Değerli arkadaşlarım, bu gidiş doğru bir gidiş değildir. Bakın, bu konuda Cumhurbaşkanlığının da yaptığı incelemeler var ve bu konuda gösterilen birtakım endişeler, çok çeşitli yerlerde kısıtlamalar vardır. İsviçre'de siz istediğiniz gibi mal mülk alamazsınız, İspanya'da da alamazsınız, sınırları vardır. Birçok ülkenin kendi özelliklerine göre sınırları vardır. O bakımdan, bu sınırları ve mütekabiliyeti koruyacak sağlıklı bir politika oluşturmak lazım. "Basın parayı, alın toprağı." bu anlayış doğru bir anlayış değil. "O zaman vatan toprağı satılıyor." mantığı içerisinde mütekabiliyet, hedeflerimiz ve güvenliğimiz dikkate alınmadan yapılacak bir satışın vatan toprağı olarak satılması konusunda getireceğimiz endişelere sizin kızmamanız gerekiyor. Şu anda uyarıyorum. O bakımdan, ben Sayın Nurettin Canikli'nin bunu Türkiye Büyük Millet Meclisi ve milletin önünde verdiği bir söz olarak görüyorum. Mütekabiliyet esası, karşılıklılık esası korunmak suretiyle ve bu konuda bizim güvenliğimize, menfaatlerimize haleldar gelmeyecek bir şekilde bu konunun düzenleneceğini beyan etmiştir. Bundan sonra konular, ne satılıyor, ne yapılmış, neler edilmiş bunlarla ilgili? 2003 yılında çıkardığınız Tapu Kanunu'ndan sonra satışların yüzde 21,8'inin Anayasa Mahkemesinin iptal kararı ve yürürlüğe girme sürecinde hızla yabancılara satılması konusundaki eleştirileri de dikkate, yani bu kürsüde sizin huzurunuza getirmeyi düşünmüyorum. Ama bu konuda, eğer gerçekten Sayın Canikli'nin dediği karşılıklılık esası dikkate alınmak suretiyle, biraz önce ortaya koyduğum unsurlar dikkate alınmak suretiyle? Gidersiniz, arazi satışı bile yoktur, merkezde satış bile verilmemiştir. "Şu apartmanın ancak dairelerini alabilirsiniz." diye birçok ülkede sınırlandırmalar vardır. Öyle değil, burası yolgeçen hanı, bas parayı vereyim toprağı.
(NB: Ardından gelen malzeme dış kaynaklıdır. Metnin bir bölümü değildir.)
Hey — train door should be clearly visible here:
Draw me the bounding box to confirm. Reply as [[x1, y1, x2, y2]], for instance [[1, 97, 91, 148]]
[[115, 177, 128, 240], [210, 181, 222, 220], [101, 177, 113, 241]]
Değerli arkadaşlarım, tarihî tecrübelerimiz, geçmişimiz, bütün bunların hepsini çok sağlıklı değerlendirmemizi gerektirmektedir. Bu kadar "Her şeyimizi satalım, para gelecek, cari açık için önemli?" Bu anlayış doğru bir anlayış değil değerli arkadaşlarım. Korumamız gereken mülkiyet hakkımız vardır. Bu mülkiyet hakkımızı korumanın en büyük görevlisi de ve sorumlusu da egemenliğin kayıtsız şartsız millete ait olduğu Türkiye Büyük Millet Meclisidir. Hepimizin bu çerçevede meseleye bakması lazım.
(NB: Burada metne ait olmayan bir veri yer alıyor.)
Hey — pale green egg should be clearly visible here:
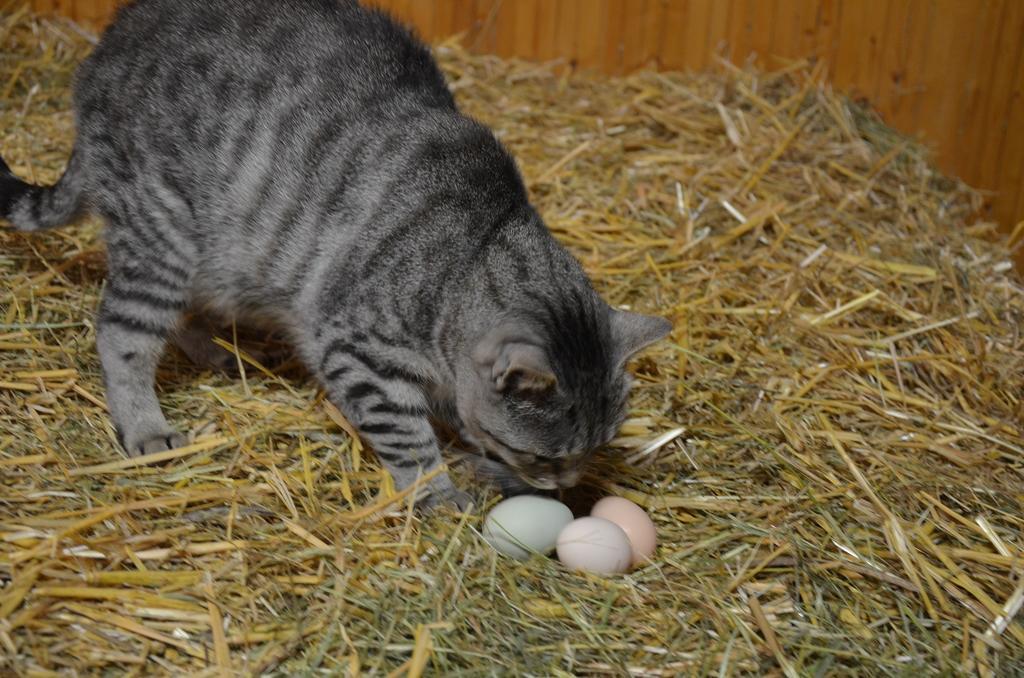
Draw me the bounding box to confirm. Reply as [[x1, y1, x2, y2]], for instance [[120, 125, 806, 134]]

O bakımdan, Sayın Canikli'nin bu değerlendirmesini ben haklı görüyorum, doğru görüyorum; karşılıklılık konusunda duyduğu hassasiyete katılıyorum. Bundan önce yanlış yapılmış olabilir, Anayasa Mahkemesine gitmiş olabilir. Dolayısıyla, bundan sonraki süreç içerisinde de umarım, Türkiye Büyük Millet Meclisinde hepimizin beraber ve birlikte anlaşabileceği, Türkiye'nin geleceğini düşünen, geçmişteki sıkıntıları da dikkate alan bir anlayış çerçevesinde böyle bir kanun tasarısı getirilir. Biliyorsunuz, Sayın Erdoğan Bayraktar da bununla ilgili bir kanun tasarısı hazırlıkları olduğunu bize de ifade etmiştir. Milliyetçi Hareket Partisi olarak, bu bakımdan AKP Grubunun biraz önce ifade edilen çerçevede meseleye bakarak, düzenleyerek bir yasa getirmesi umudumu muhafaza ettiğimi ifade etmek istiyorum.
Kanun tasarısı uygulayacaklar var tabii; uygulayacaklar, bürokratlar. Değerli arkadaşlarım, bu bürokratların uygulayacağı bu maddelerin çalışanlara, kamu görevlilerine, milletimize hayırlı olmasını diliyor, hepinize saygılarımı arz ediyorum. (MHP sıralarından alkışlar)
BAŞKAN - Teşekkür ederiz Sayın Vural.